En comparación con la historia de la literatura en general, la LIJ tiene una vida relativamente corta. Durante décadas, jóvenes y niños han leído, entre otras cosas, adaptaciones de obras escritas originalmente para el público adulto. Si bien en algunos casos los recortes no han afectado al espíritu de la obra, como podría pensarse en el caso de algunas versiones de Julio Verne que yo recuerdo de joven (pienso, por ejemplo, en 20.000 leguas de viaje submarino), en otros casos la adaptación supuso una auténtica amputación literaria que acababa por desvirtuar la historia. Se podría poner como muestra de esto último las versiones para jóvenes de Los Viajes de Gulliver, cuya obra original fue denostada e incluso prohibida por los moralistas de la época y que, sin embargo, durante mucho tiempo fue ofrecida como ejemplo de literatura infantil y juvenil, después de descargarla de sus contenidos más agrios y satíricos. Esto, por no hablar de las versiones edulcoradas de cuentos clásicos o modernos, tras ser adaptadas por las factorías tipo Walt Disney y similares.Si durante siglos cierta literatura para adultos ha sufrido censuras y persecuciones, las obras para niños y jóvenes han sido filtradas por el triple tamiz de la moral imperante, de la consideración de que a los jóvenes y a los niños se les debe proteger de ideas que pudieran interferir en su desarrollo intelectual y emocional y de preservar al sistema de ideas que pudieran subvertir el orden establecido. Durante las primeras épocas de todas las dictaduras sudamericanas eran frecuentes los expurgos en las bibliotecas escolares, seguidas de la quema o destrucción de libros considerados nocivos y la subsiguiente persecución de críticos, autores y profesores peligrosos.

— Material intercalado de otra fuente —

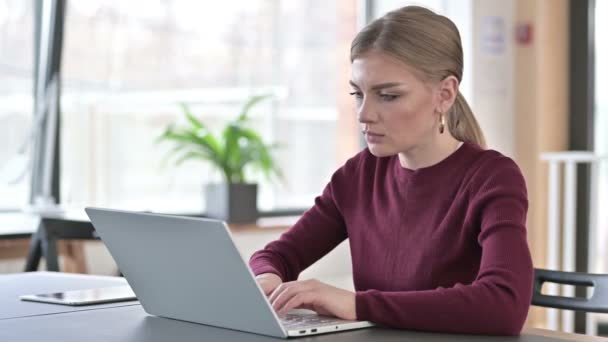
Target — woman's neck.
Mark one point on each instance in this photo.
(425, 155)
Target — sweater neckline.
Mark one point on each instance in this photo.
(445, 166)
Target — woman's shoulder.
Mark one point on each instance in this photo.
(493, 167)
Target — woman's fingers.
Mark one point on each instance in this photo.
(287, 291)
(299, 300)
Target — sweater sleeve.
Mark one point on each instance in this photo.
(497, 301)
(316, 233)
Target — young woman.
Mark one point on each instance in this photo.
(436, 223)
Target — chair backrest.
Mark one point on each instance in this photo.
(597, 303)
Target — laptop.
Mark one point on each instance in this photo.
(189, 269)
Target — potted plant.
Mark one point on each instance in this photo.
(236, 148)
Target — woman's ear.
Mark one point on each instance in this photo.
(448, 90)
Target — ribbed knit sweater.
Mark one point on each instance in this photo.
(441, 248)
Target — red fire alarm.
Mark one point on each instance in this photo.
(523, 34)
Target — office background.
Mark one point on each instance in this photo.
(535, 73)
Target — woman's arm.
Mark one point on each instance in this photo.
(317, 232)
(497, 301)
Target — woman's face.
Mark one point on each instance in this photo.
(397, 111)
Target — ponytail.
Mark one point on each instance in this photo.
(462, 123)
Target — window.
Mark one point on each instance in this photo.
(601, 127)
(16, 61)
(127, 65)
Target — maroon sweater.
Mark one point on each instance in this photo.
(441, 248)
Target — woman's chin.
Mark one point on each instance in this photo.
(379, 151)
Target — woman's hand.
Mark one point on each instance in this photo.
(268, 282)
(314, 295)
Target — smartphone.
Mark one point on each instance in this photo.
(85, 297)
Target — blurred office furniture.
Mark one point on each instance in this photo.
(598, 283)
(561, 238)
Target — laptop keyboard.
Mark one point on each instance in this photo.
(295, 321)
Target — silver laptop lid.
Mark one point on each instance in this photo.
(187, 269)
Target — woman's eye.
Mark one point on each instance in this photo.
(388, 97)
(357, 94)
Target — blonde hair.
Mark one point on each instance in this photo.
(430, 43)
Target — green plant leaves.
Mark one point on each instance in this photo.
(236, 148)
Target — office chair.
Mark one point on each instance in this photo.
(597, 303)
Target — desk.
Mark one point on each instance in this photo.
(44, 229)
(131, 323)
(14, 285)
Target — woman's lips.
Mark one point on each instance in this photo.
(373, 138)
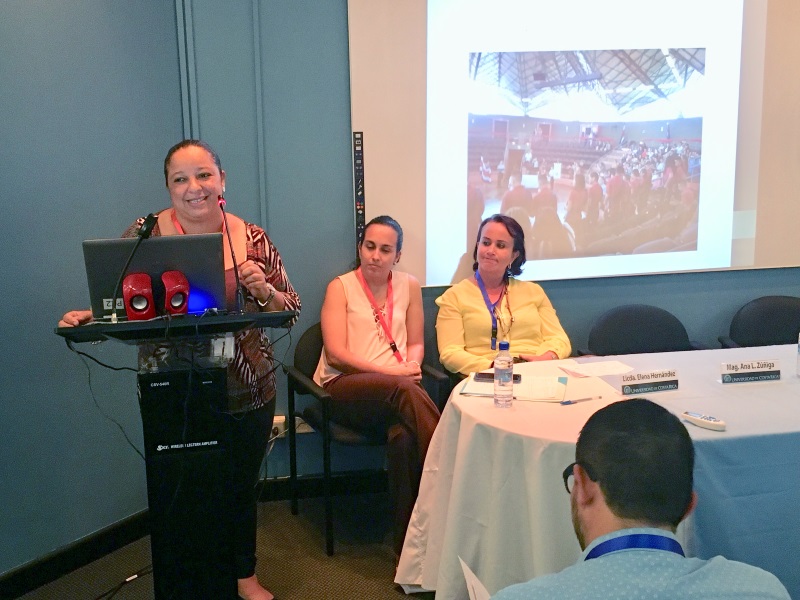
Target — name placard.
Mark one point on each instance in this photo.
(648, 382)
(750, 370)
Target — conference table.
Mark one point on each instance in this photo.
(492, 493)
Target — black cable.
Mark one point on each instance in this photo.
(108, 594)
(90, 357)
(83, 356)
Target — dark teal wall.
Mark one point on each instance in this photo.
(90, 94)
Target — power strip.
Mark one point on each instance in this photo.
(279, 426)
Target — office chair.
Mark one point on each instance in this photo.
(317, 414)
(764, 321)
(636, 329)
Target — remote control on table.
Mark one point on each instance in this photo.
(704, 421)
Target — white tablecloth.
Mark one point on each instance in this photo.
(492, 491)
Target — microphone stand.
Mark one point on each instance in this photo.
(144, 232)
(239, 307)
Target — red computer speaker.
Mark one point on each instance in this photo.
(137, 292)
(176, 292)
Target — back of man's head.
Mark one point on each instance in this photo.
(642, 457)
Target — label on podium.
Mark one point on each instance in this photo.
(750, 370)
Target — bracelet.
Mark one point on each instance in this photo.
(269, 299)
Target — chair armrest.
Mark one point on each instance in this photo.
(438, 385)
(727, 342)
(303, 384)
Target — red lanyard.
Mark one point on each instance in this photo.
(387, 329)
(178, 225)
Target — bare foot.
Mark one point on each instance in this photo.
(250, 589)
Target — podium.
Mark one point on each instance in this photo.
(187, 445)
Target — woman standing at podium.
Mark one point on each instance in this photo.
(196, 184)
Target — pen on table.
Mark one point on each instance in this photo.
(576, 400)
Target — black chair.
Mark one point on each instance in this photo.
(317, 414)
(636, 329)
(765, 321)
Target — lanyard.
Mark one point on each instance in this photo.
(387, 329)
(178, 225)
(636, 540)
(490, 307)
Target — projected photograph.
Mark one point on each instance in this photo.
(594, 152)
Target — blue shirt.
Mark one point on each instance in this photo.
(646, 574)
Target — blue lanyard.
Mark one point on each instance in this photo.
(636, 540)
(490, 307)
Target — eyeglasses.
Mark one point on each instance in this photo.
(569, 480)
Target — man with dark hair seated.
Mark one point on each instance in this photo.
(630, 486)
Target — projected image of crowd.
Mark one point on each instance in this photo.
(594, 153)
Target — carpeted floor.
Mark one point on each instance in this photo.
(292, 562)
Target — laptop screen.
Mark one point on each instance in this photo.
(198, 256)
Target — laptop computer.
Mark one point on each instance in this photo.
(198, 256)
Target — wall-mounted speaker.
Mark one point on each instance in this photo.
(176, 292)
(137, 293)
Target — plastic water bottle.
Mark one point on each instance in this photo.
(798, 356)
(503, 377)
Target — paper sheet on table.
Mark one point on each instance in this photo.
(530, 388)
(594, 369)
(476, 590)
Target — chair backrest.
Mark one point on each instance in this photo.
(766, 321)
(637, 328)
(308, 350)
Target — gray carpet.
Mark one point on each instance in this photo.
(292, 562)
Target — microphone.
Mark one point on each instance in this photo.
(147, 227)
(144, 232)
(239, 293)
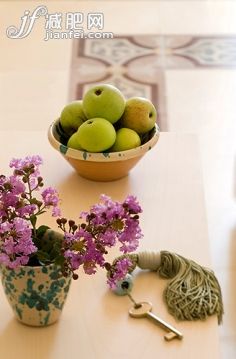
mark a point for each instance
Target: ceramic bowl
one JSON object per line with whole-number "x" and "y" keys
{"x": 102, "y": 166}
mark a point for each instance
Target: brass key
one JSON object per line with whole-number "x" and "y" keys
{"x": 143, "y": 309}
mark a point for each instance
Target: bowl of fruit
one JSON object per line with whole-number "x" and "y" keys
{"x": 103, "y": 135}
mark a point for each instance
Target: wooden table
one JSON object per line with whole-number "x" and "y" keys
{"x": 95, "y": 322}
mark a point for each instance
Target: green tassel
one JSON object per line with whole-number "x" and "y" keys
{"x": 193, "y": 292}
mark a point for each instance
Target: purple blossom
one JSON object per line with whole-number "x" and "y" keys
{"x": 20, "y": 164}
{"x": 19, "y": 209}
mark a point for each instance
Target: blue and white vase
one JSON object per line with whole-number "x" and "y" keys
{"x": 36, "y": 294}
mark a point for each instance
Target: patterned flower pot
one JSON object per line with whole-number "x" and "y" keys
{"x": 36, "y": 294}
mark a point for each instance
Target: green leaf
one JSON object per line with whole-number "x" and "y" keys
{"x": 41, "y": 231}
{"x": 43, "y": 256}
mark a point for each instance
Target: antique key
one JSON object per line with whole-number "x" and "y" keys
{"x": 143, "y": 309}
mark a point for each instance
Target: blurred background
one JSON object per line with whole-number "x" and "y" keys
{"x": 180, "y": 54}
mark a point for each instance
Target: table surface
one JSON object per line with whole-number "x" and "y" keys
{"x": 95, "y": 322}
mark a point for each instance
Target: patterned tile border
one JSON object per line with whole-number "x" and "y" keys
{"x": 137, "y": 64}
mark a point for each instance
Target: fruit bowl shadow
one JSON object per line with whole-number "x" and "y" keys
{"x": 102, "y": 166}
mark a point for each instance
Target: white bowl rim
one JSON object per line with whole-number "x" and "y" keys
{"x": 101, "y": 156}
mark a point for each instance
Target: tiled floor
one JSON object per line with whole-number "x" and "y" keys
{"x": 189, "y": 59}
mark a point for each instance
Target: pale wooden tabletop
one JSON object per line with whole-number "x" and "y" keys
{"x": 95, "y": 322}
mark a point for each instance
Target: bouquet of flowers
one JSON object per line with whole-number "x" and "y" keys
{"x": 85, "y": 244}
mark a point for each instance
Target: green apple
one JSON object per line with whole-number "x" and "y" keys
{"x": 125, "y": 140}
{"x": 104, "y": 101}
{"x": 140, "y": 115}
{"x": 94, "y": 135}
{"x": 73, "y": 142}
{"x": 72, "y": 116}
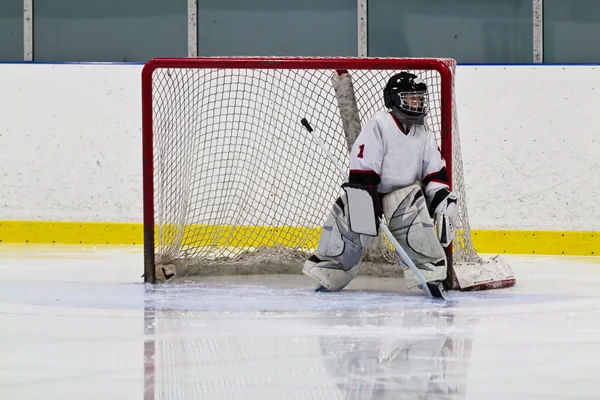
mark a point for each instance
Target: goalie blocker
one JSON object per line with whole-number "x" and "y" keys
{"x": 353, "y": 224}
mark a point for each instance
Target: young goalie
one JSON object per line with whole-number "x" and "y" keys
{"x": 395, "y": 166}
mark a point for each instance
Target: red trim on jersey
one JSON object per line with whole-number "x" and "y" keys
{"x": 400, "y": 126}
{"x": 440, "y": 176}
{"x": 439, "y": 181}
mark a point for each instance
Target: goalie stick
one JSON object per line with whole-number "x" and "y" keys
{"x": 431, "y": 289}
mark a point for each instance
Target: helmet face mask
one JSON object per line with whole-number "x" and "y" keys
{"x": 407, "y": 93}
{"x": 413, "y": 102}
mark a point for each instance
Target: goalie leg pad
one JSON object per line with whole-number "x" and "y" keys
{"x": 409, "y": 221}
{"x": 340, "y": 250}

Pero no hay que ir tan lejos. Basta con echar un vistazo a los libros recomendados para niños no hace mucho tiempo en las escuelas españolas. Se dirá que estas son escenas del pasado y eso es afortunadamente cierto pero solo en parte. No es infrecuente escuchar anécdotas de autores y autoras aún vivos, que relatan dificultades con tal o cual editor que rechazó un libro o intentó recortar una frase o una escena que se consideraban inadecuadas para cierta edad.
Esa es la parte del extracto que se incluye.